Over the course of the last few weeks, an unprecedented succession of natural disasters has struck the Southeastern United States.

It has been more than 12 years since a hurricane made landfall in our country, yet in the span of a few weeks, Hurricane Harvey and Hurricane Irma have both caused significant destruction, damage, and flooding in Texas and Florida.

One of the biggest challenges these storms present is the massive disruptions to the hourly workforce there. During the advance and landfall of Hurricane Irma in Florida, thousands of employees were cut off from their jobs as employers shut down hotels, shops, restaurants, and bars from Key West to Jacksonville.

The Atlantic reported on some of the challenges these storms present, from missed work to job protection status of those who need to flee for safety. In the wake of Irma, some companies even provided safety nets for their hourly workforce. Walt Disney and Universal Studios compensated their workforce for the time the park was closed. Local school districts also covered for contract workers, too.
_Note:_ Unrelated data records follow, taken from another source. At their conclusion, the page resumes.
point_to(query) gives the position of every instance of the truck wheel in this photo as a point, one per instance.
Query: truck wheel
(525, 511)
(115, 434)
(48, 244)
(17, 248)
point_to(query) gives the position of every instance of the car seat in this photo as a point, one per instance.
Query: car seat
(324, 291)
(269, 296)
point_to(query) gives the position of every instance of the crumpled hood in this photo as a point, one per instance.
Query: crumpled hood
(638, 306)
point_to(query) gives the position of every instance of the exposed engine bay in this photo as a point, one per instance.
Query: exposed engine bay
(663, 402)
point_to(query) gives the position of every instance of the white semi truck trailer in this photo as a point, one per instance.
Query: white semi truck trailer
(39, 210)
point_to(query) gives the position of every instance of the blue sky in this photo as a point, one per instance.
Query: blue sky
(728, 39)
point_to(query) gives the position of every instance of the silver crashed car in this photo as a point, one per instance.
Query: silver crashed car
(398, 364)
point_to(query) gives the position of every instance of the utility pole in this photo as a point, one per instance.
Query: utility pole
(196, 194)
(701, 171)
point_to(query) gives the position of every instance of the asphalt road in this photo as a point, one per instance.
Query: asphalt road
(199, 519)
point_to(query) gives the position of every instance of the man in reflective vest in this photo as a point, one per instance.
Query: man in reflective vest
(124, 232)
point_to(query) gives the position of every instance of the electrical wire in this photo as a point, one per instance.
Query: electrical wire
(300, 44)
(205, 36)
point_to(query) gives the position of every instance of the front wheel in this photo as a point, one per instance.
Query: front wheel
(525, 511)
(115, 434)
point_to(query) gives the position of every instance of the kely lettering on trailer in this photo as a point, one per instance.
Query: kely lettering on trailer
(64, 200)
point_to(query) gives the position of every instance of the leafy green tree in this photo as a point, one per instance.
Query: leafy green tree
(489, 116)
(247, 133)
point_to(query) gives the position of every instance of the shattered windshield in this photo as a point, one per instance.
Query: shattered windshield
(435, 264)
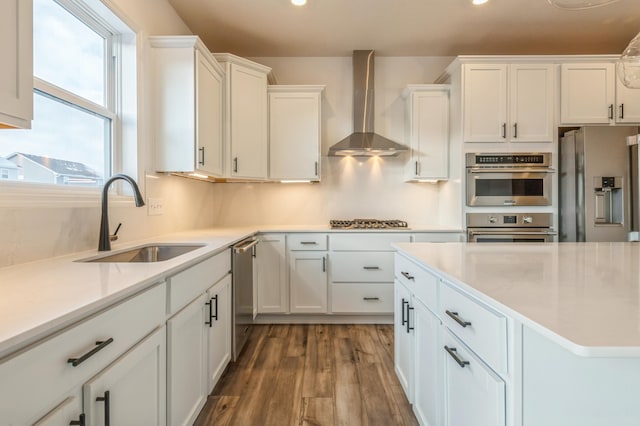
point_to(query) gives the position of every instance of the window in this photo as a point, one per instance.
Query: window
(75, 137)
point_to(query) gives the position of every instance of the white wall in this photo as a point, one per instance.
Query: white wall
(350, 187)
(33, 229)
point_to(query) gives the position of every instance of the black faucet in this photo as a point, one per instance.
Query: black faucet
(105, 243)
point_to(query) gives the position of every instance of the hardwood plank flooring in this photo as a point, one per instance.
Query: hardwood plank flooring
(311, 374)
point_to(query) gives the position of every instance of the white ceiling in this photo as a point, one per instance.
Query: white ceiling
(408, 27)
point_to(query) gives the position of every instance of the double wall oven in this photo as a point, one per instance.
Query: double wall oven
(496, 179)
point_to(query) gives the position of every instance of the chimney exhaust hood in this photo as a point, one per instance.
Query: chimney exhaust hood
(363, 142)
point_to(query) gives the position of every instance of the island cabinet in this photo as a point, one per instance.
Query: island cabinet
(592, 94)
(448, 349)
(271, 274)
(187, 106)
(198, 335)
(111, 364)
(508, 102)
(295, 132)
(308, 265)
(16, 73)
(245, 117)
(427, 126)
(362, 272)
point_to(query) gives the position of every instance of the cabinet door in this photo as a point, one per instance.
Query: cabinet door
(308, 281)
(294, 135)
(474, 395)
(131, 391)
(485, 103)
(209, 117)
(248, 123)
(186, 366)
(430, 134)
(271, 274)
(587, 93)
(627, 104)
(531, 103)
(427, 368)
(403, 339)
(16, 72)
(218, 325)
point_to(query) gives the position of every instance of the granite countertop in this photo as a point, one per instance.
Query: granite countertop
(584, 296)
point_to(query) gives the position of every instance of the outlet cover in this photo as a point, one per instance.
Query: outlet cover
(155, 206)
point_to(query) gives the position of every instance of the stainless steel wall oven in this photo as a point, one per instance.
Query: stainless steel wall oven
(496, 179)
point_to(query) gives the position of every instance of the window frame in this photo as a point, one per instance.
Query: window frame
(121, 154)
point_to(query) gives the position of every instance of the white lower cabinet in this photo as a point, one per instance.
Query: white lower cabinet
(132, 389)
(474, 395)
(308, 281)
(218, 325)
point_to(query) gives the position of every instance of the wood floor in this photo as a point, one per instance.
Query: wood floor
(311, 375)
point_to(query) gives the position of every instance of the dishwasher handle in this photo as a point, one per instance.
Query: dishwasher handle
(245, 245)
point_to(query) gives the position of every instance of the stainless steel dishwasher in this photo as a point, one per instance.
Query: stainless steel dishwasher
(242, 265)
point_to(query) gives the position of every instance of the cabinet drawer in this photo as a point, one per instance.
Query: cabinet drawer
(365, 267)
(367, 242)
(191, 283)
(422, 283)
(307, 241)
(479, 327)
(362, 298)
(33, 382)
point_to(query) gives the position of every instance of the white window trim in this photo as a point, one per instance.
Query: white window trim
(27, 194)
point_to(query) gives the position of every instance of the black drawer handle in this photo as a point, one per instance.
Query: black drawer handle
(106, 401)
(456, 358)
(79, 422)
(99, 346)
(457, 319)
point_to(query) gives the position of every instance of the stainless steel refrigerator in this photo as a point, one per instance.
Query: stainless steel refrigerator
(594, 193)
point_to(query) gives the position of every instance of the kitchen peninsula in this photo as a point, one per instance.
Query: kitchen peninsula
(533, 334)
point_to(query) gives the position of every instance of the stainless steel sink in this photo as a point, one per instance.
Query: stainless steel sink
(147, 253)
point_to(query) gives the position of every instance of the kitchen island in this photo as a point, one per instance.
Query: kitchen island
(547, 334)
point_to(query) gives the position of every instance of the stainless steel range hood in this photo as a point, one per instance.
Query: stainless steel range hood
(363, 141)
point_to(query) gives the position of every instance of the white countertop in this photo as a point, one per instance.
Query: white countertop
(584, 296)
(41, 297)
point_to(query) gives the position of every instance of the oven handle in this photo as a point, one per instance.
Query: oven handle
(510, 170)
(472, 232)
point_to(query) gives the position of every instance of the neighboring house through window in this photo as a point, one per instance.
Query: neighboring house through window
(80, 57)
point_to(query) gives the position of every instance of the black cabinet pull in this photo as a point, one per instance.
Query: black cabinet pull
(99, 346)
(457, 319)
(105, 399)
(456, 358)
(79, 422)
(404, 302)
(209, 322)
(407, 276)
(409, 309)
(215, 299)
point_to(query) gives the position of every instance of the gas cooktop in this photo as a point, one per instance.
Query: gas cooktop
(368, 224)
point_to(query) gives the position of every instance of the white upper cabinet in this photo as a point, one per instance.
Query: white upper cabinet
(188, 90)
(16, 72)
(295, 132)
(245, 117)
(508, 102)
(587, 93)
(428, 131)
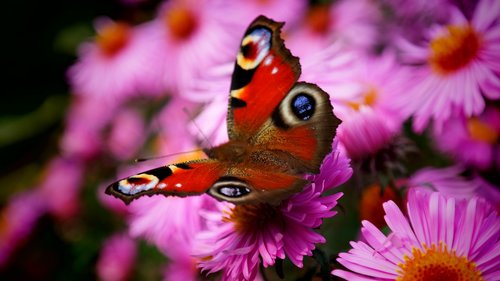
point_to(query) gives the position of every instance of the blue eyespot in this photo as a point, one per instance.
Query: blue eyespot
(303, 106)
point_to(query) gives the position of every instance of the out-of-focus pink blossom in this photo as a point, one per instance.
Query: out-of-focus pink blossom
(117, 258)
(126, 135)
(123, 61)
(457, 69)
(472, 141)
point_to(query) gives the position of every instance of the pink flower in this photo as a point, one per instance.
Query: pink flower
(123, 61)
(240, 236)
(442, 239)
(365, 105)
(17, 220)
(127, 134)
(352, 22)
(472, 141)
(459, 67)
(194, 36)
(117, 258)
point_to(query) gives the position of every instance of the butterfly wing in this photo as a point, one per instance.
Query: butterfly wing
(182, 179)
(270, 109)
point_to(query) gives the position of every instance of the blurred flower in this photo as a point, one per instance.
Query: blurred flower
(86, 119)
(459, 67)
(441, 239)
(123, 61)
(126, 135)
(117, 258)
(352, 22)
(241, 236)
(60, 187)
(369, 119)
(17, 220)
(472, 141)
(372, 199)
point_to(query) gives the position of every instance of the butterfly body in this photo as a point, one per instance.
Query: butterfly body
(279, 130)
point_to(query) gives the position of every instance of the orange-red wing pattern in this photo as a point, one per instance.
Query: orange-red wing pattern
(264, 73)
(184, 179)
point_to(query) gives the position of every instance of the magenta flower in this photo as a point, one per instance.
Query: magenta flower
(240, 236)
(117, 259)
(122, 61)
(459, 67)
(442, 239)
(472, 141)
(351, 22)
(365, 105)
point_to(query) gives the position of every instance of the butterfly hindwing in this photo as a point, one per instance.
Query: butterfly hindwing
(182, 179)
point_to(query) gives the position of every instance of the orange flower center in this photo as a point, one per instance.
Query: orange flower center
(454, 50)
(181, 22)
(318, 18)
(437, 264)
(113, 37)
(252, 217)
(481, 131)
(369, 98)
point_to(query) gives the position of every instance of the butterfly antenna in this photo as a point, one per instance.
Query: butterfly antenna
(197, 127)
(165, 156)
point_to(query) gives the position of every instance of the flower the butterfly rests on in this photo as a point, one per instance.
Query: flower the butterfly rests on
(279, 130)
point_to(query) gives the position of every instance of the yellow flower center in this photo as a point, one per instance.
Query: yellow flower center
(181, 22)
(481, 131)
(252, 217)
(454, 50)
(372, 199)
(113, 37)
(369, 98)
(437, 264)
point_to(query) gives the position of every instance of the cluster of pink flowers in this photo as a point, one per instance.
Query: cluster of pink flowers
(421, 70)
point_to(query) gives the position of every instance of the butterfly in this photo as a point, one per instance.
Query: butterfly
(279, 130)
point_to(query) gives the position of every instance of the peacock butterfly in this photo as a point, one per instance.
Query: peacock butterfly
(279, 130)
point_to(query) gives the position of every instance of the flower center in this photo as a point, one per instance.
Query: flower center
(318, 18)
(368, 99)
(438, 264)
(113, 37)
(481, 131)
(454, 50)
(252, 217)
(181, 22)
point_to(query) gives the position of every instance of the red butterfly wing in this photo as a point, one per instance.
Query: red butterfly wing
(264, 73)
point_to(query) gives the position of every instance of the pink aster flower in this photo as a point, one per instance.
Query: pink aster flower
(472, 141)
(365, 105)
(352, 22)
(459, 67)
(441, 239)
(117, 258)
(239, 237)
(17, 220)
(194, 36)
(127, 134)
(122, 61)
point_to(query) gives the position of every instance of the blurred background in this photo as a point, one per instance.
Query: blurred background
(73, 120)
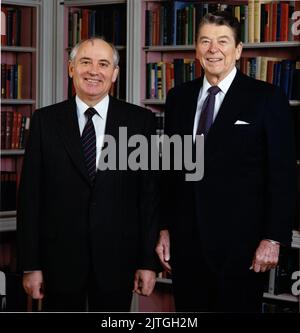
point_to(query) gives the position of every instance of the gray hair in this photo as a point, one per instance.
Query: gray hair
(75, 48)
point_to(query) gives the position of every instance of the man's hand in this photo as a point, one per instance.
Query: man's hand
(144, 282)
(33, 284)
(266, 256)
(163, 249)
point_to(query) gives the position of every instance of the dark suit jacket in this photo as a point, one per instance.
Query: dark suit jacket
(66, 226)
(249, 186)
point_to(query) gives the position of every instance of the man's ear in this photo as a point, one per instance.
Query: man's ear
(239, 50)
(115, 74)
(71, 69)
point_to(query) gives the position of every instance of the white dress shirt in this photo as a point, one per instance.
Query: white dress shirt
(224, 86)
(99, 120)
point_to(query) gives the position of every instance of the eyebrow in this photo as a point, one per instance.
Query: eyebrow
(87, 58)
(220, 37)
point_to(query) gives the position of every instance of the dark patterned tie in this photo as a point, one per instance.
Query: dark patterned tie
(88, 141)
(207, 111)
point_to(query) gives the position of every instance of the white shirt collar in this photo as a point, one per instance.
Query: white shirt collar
(100, 107)
(224, 84)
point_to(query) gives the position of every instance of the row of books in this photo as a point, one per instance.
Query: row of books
(12, 25)
(176, 22)
(11, 81)
(280, 307)
(109, 22)
(284, 73)
(8, 181)
(162, 76)
(14, 129)
(17, 26)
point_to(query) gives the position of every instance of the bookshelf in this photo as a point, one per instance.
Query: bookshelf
(83, 19)
(158, 46)
(20, 96)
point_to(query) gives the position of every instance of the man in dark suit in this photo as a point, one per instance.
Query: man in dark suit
(85, 234)
(222, 233)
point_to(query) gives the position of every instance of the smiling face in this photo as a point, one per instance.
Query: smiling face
(217, 51)
(93, 71)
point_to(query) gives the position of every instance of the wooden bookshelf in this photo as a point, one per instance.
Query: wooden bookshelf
(113, 14)
(156, 50)
(19, 99)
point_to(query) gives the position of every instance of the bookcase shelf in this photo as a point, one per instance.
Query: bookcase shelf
(12, 152)
(188, 48)
(21, 85)
(82, 19)
(163, 102)
(282, 297)
(18, 49)
(18, 101)
(8, 224)
(9, 213)
(160, 55)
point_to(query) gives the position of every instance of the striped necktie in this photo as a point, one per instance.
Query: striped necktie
(207, 111)
(88, 141)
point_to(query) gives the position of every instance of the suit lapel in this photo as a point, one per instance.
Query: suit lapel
(68, 129)
(191, 106)
(229, 110)
(116, 117)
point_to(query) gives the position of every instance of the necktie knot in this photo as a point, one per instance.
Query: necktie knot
(90, 112)
(214, 90)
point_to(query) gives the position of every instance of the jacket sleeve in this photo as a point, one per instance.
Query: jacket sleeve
(29, 195)
(281, 168)
(149, 199)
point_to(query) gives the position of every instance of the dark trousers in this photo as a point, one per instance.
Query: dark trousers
(92, 300)
(198, 288)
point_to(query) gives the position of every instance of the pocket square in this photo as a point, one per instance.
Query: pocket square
(241, 122)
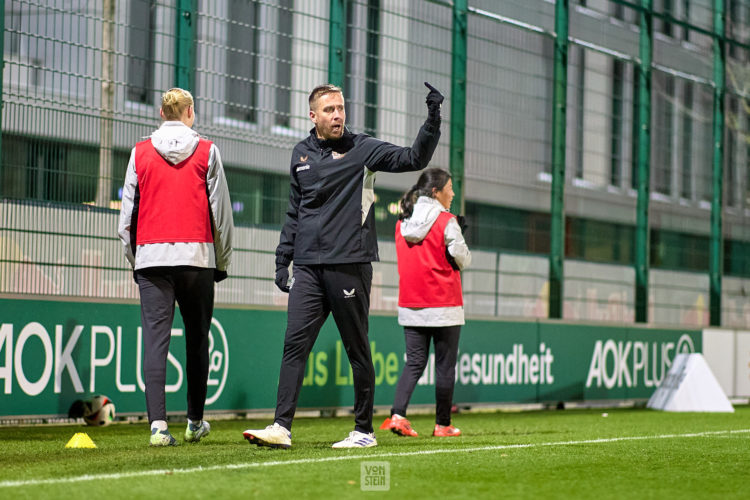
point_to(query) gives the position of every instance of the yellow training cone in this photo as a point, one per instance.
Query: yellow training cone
(80, 440)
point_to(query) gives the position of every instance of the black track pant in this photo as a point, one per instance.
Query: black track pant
(193, 289)
(344, 291)
(417, 354)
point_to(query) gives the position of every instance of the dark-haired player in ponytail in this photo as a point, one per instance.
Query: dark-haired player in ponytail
(431, 253)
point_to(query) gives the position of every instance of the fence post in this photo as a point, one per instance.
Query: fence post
(716, 252)
(2, 70)
(185, 45)
(557, 210)
(458, 103)
(336, 41)
(643, 162)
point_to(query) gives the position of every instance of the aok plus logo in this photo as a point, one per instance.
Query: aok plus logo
(218, 361)
(633, 363)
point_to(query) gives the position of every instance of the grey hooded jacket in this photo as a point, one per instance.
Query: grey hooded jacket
(415, 229)
(175, 141)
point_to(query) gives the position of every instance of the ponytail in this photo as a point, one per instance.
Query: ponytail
(407, 202)
(431, 180)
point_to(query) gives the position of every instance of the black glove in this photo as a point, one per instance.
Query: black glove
(462, 223)
(434, 100)
(282, 277)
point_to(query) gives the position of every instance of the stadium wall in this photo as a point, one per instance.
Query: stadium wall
(54, 352)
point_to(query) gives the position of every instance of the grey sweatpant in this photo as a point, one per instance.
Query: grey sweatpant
(193, 289)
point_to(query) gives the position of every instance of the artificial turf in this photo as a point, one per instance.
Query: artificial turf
(612, 453)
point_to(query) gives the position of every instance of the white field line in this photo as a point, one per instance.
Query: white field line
(368, 456)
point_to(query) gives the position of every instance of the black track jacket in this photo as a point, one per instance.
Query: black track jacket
(330, 219)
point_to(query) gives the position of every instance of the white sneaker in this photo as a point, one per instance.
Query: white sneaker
(357, 439)
(273, 436)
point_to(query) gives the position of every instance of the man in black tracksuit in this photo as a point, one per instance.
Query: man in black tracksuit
(329, 234)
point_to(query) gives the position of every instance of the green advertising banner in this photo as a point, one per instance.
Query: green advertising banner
(52, 353)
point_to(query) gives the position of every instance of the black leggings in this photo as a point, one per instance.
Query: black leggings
(418, 338)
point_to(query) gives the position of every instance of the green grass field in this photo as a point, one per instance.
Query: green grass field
(630, 453)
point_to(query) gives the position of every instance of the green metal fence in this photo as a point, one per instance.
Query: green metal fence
(599, 148)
That’s a pretty extraordinary act for a segment of the American workforce that only one paycheck away from experiencing a financial crisis.

But, there’s also a very human element here. These storms forced many employers and their workforce to adapt and change off the cuff. The normal day-to-day business operations were completely disrupted.

Branching Out

For one crew at a Florida Pizza Hut, that was just the case.

Allison Harden is a shift manager at the Pizza Hut in Tampa. She’s been there for three years and together with the majority of her colleagues, Branch is the primary way they can view their schedules, swap shifts, and request time off.

One of Allison’s cooks initially found Branch and texted the link to her. Now, that discovery is a source of great pride for the cook. While scheduling is one of the primary ways her crew of nearly 30 employees is able to use Branch, the biggest impact she’s seen is the ability to connect to her employees.

Before Branch, the employees weren’t quite as connected. Now, they can send each other memes, photos, scheduling updates, and store updates.

“Now, with the messaging feature and the ability to share pictures and posts makes it really easy to stay connected with them,” Allison says. “It’s a way that I can do it outside a social network. Not everyone has Facebook and stuff like that -- so it’s good and work-friendly, safe for work.”

New Meaning for In-Store Communication

When Hurricane Irma’s landfall became imminent, their store’s communication thread took on new meaning. Instead of focusing on preparing for busy sports weekend staffing, Allison was readying her location and employees for the hurricane.

“Branch was an extreme help during that time,” Allison recalls.

“Before the storm, I was able to use Branch to post a hurricane safety checklist -- little tips like getting gas before the storm, things like that. It also allowed my store manager to communicate with the rest of the store about which days we would probably be closed.”

Their ability to communicate with staff went well beyond the normal daily operations that impact a corporation that has 16,000 locations around the world employing more than 135,000 people. Allison was able to use Branch to communicate to delivery drivers who were able to navigate and discuss the surprisingly volatile fuel shortages that impacted the state in the days before and after Irma.

“In the days leading up to the storm, delivery drivers were using it for posting locations of gas stations that actually had gas. That was a surprisingly big problem before that because not that many gas stations had gas. Branch really allowed us to function properly. And correctly."

If employees are the most crucial and priceless piece of our business than Allison was able to exemplify that at the darkest and scariest moments when the store was closed.

“During the actual storm, Branch allowed us to stay in contact and to make sure our team members were safe. We were able to figure out who had electricity, who did not -- safety updates like that. It really kept us connected during a pretty scary time,” she said.

Getting Back Up and Running

Nothing tests the already unpredictable nature of a restaurant’s daily operations and staffing more than a disaster.

Allison’s Tampa Pizza Hut was closed for two days, over the course of an entire weekend. And, as the state of Florida spent the time following Irma to recover, her staff was able to clean up, throw out old product, and prepare for a re-opening.

“Monday, we reopened,” Allison says. “We actually used Branch to assemble a small team of people to reopen the store.” One of their first tasks? They were able to prepare and give out free pizzas for their local community and the first responders who were helping the city get back up and running.